Soziologie: Das Prinzip Rosa

Nicht nur Menschen haben ein Geschlecht, auch Konsumgegenstände sind männlich oder weiblich. Das Verhältnis von Werbung und Konsumenten funktioniert wie ein Zirkel, bei dem man schwer bestimmen kann, was Henne ist und was Ei.

Der Name „Bipa“ bedeutet „Billig-Parfümerie“. Mit 147 Filialen ist sie eine omnipräsente Drogeriemarktkette in Wien. Das Auffälligste an „Bipa“ ist, dass der Laden komplett in Weiß und penetrantem Rosa gehalten ist. Rosa schimmern sämtliche Schilder und das Licht im Laden, rosa sind die Griffe der Einkaufswagen, rosa die Kühltaschen und Luftmatratzen, die „Bipa“ in diesem Sommer zum Verkauf anbietet, und rosa sind auch die Badetücher mit der Aufschrift: „Reserviert für die schönste Frau der Welt“. Eine Diplomarbeit zum „Image von Drogeriemärkten bei männlichen Konsumenten“, eingereicht an der Universität Wien, kommt zu dem Schluss, dass „Bipa“ zwar im Vergleich zu „Schlecker“ und „dm“ die meisten Männerprodukte anbietet, aber – wen wundert’s – Männer am wenigsten anspricht. Es wird wohl an der Farbe liegen.

Warum hält sich Rosa so hartnäckig als Zeichen für Weiblichkeit?
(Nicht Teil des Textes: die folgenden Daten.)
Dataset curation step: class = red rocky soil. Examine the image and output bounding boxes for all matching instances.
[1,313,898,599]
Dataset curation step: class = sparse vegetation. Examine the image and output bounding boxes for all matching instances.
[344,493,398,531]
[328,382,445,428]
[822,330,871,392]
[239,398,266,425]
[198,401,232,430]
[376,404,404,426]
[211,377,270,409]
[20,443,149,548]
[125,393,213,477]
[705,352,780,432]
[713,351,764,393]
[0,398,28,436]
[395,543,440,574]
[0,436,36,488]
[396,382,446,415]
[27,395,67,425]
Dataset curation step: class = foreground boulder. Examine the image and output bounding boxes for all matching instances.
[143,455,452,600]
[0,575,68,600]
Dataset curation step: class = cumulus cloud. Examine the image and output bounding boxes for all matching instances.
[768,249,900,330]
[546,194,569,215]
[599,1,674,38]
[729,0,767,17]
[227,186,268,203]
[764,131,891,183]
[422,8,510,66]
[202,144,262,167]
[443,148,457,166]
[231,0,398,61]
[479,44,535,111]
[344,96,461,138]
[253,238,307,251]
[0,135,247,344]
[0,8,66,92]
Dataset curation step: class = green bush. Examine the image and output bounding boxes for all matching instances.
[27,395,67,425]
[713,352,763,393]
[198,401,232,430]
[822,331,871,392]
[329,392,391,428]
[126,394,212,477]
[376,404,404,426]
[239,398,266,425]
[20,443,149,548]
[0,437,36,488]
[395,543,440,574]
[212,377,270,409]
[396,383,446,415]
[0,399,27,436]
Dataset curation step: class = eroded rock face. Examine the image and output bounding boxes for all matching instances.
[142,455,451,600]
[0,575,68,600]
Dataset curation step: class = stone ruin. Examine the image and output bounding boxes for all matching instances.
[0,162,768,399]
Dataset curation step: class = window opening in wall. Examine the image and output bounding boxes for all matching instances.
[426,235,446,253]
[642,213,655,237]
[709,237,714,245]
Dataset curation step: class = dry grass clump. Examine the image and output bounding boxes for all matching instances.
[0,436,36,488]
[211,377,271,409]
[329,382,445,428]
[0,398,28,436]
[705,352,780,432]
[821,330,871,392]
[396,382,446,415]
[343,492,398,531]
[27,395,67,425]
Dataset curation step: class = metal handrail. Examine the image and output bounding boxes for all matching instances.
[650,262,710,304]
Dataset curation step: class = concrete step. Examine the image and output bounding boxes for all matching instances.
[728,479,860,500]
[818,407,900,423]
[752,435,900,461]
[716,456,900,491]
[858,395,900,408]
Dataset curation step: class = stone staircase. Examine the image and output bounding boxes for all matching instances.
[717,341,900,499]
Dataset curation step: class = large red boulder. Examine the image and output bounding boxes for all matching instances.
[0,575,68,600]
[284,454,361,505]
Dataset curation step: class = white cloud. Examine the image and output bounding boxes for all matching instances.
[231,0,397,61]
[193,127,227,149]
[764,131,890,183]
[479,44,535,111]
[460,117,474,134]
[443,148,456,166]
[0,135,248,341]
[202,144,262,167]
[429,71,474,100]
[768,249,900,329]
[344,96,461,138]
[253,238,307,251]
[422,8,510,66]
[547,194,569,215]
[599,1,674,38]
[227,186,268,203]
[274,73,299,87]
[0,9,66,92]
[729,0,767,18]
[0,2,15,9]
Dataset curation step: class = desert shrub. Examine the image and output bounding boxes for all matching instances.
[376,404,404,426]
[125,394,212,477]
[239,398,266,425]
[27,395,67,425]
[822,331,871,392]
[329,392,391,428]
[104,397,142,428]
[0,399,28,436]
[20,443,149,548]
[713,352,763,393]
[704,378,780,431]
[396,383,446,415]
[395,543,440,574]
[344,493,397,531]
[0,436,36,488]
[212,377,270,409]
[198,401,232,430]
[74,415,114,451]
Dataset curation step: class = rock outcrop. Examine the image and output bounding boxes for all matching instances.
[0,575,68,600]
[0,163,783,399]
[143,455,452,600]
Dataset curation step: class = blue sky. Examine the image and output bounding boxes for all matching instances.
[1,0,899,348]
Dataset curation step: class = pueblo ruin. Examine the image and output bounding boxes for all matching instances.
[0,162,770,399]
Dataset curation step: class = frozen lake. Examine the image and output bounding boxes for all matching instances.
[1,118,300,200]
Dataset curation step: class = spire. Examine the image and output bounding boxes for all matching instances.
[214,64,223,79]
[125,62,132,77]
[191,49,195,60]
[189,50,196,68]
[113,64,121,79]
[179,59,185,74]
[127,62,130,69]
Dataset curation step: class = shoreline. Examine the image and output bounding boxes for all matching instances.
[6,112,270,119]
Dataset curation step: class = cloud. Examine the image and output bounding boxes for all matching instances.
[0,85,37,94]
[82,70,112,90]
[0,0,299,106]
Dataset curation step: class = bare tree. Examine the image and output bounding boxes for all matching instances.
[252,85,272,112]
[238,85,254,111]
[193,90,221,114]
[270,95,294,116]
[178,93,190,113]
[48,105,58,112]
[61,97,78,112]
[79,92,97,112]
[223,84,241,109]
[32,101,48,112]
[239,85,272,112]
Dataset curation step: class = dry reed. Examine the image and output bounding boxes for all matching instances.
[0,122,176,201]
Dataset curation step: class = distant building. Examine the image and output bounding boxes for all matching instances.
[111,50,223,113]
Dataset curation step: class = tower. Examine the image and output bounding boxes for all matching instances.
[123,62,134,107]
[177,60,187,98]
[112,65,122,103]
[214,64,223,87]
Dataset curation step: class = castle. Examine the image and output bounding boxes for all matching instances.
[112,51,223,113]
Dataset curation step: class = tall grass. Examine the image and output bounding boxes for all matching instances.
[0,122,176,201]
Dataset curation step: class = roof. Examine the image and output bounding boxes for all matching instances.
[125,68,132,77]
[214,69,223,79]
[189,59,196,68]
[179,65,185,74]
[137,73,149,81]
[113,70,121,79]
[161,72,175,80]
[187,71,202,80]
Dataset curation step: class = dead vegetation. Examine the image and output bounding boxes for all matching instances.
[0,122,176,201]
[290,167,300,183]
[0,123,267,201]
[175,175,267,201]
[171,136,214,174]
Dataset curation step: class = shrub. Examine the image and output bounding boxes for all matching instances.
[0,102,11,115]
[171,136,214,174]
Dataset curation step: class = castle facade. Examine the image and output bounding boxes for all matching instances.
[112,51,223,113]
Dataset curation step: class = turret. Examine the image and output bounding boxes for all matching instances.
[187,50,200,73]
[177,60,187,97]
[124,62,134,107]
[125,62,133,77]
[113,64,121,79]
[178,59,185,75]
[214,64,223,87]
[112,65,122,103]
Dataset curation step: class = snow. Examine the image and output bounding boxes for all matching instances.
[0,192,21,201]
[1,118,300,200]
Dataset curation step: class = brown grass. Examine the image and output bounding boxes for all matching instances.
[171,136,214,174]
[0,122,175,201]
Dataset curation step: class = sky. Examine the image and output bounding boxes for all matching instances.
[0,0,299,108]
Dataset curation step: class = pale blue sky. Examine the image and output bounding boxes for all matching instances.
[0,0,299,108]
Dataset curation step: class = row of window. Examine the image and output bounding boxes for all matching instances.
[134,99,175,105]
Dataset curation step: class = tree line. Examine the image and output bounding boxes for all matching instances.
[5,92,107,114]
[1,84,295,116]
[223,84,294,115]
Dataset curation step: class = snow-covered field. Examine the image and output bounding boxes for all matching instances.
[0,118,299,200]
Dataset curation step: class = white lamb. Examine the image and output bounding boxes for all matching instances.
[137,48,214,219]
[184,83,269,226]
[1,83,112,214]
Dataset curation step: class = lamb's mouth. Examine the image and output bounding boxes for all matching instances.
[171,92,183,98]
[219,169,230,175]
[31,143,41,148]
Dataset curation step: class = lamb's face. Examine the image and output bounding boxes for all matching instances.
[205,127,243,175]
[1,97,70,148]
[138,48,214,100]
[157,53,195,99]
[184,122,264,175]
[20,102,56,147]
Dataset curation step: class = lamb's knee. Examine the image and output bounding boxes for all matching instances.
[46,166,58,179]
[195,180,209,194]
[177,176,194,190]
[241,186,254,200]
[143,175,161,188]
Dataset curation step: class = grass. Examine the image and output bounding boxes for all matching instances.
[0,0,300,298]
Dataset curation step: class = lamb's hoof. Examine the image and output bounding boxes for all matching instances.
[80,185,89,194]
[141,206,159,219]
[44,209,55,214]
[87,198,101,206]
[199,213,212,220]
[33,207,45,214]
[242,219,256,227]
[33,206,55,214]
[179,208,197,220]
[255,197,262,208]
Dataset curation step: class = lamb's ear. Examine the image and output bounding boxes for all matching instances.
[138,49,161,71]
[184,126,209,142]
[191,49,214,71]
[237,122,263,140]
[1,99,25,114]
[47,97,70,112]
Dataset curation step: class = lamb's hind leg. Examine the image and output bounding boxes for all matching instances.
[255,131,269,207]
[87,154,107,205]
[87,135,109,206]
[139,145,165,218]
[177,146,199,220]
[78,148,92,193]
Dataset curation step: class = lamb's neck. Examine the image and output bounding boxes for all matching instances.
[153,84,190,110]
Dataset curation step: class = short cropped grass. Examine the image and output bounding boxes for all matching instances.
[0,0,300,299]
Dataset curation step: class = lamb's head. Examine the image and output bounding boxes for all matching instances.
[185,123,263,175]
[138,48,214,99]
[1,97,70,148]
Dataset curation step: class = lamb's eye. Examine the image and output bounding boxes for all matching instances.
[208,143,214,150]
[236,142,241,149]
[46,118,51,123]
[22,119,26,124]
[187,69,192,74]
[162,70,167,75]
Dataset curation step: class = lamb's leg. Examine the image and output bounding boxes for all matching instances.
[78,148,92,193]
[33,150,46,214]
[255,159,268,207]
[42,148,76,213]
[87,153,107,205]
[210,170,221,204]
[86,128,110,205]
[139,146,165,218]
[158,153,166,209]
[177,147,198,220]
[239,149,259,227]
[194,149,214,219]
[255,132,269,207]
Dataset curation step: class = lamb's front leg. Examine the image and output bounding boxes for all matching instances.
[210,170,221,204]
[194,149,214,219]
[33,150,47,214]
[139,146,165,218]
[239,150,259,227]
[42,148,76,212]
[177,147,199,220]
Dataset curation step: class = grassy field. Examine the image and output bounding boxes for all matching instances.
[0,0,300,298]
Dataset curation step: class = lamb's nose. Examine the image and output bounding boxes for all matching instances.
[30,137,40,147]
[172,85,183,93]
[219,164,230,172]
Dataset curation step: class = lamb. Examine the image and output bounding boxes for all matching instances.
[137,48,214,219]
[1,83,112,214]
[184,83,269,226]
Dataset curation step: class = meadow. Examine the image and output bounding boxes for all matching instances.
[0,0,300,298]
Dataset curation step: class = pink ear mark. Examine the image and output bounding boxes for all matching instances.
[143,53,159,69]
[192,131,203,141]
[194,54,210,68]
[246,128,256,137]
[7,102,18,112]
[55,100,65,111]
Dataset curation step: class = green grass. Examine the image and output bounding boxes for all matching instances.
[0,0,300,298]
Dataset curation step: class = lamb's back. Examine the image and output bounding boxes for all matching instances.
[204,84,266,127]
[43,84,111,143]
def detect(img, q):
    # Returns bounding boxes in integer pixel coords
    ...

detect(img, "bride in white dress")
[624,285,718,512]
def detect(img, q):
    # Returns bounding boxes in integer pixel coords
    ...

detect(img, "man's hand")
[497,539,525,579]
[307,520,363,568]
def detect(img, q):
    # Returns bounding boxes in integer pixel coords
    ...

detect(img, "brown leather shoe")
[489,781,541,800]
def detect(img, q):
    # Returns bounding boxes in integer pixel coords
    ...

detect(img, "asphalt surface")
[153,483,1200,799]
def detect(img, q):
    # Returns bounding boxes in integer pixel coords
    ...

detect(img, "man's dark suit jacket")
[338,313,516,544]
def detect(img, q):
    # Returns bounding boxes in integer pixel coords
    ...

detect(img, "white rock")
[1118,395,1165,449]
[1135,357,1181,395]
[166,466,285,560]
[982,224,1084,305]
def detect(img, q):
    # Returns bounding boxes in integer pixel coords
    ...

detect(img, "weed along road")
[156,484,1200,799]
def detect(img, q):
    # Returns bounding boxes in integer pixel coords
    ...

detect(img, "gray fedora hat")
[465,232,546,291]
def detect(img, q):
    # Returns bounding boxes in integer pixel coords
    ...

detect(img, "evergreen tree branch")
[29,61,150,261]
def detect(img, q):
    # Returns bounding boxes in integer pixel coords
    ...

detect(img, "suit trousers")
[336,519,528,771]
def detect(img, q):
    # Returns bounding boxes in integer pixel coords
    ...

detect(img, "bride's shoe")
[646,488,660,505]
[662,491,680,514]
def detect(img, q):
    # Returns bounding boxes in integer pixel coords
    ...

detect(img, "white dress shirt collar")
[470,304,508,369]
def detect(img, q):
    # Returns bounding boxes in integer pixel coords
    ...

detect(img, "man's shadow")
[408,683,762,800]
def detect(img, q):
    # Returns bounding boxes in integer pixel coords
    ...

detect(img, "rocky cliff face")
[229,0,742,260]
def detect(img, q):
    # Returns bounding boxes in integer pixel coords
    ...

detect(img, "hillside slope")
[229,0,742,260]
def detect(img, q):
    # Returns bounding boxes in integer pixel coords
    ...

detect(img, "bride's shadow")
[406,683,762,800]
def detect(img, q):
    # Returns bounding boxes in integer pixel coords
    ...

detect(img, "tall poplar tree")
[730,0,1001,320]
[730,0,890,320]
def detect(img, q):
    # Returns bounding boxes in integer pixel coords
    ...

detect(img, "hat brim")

Soziologen beschreiben unsere moderne und postmoderne Lebenswelt oft mit den Schlagworten „Enttraditionalisierung“ und „Individualisierung“. Meist ist auch davon die Rede, dass sich die herkömmlichen Geschlechterarrangements immer weiter auflösen, die Rollenerwartungen flexibler und die Geschlechtsbilder wesentlich vielfältiger geworden sind. Doch ist das nur die eine Hälfte der Wahrheit. Denn wenn man sich in den gegenwärtigen Konsumwelten umsieht, kann man zwar durchaus eine „Enttraditionalisierung“ der Geschlechterrollen finden, keinesfalls aber eine Auflösung der Geschlechtsstereotypien. Anders ausgedrückt: Mittlerweile benutzen zwar (manche) Männer Anti-Aging Cremes, aber eine solches Produkt wird sich niemals in einer rosafarbenen Tube verkaufen können.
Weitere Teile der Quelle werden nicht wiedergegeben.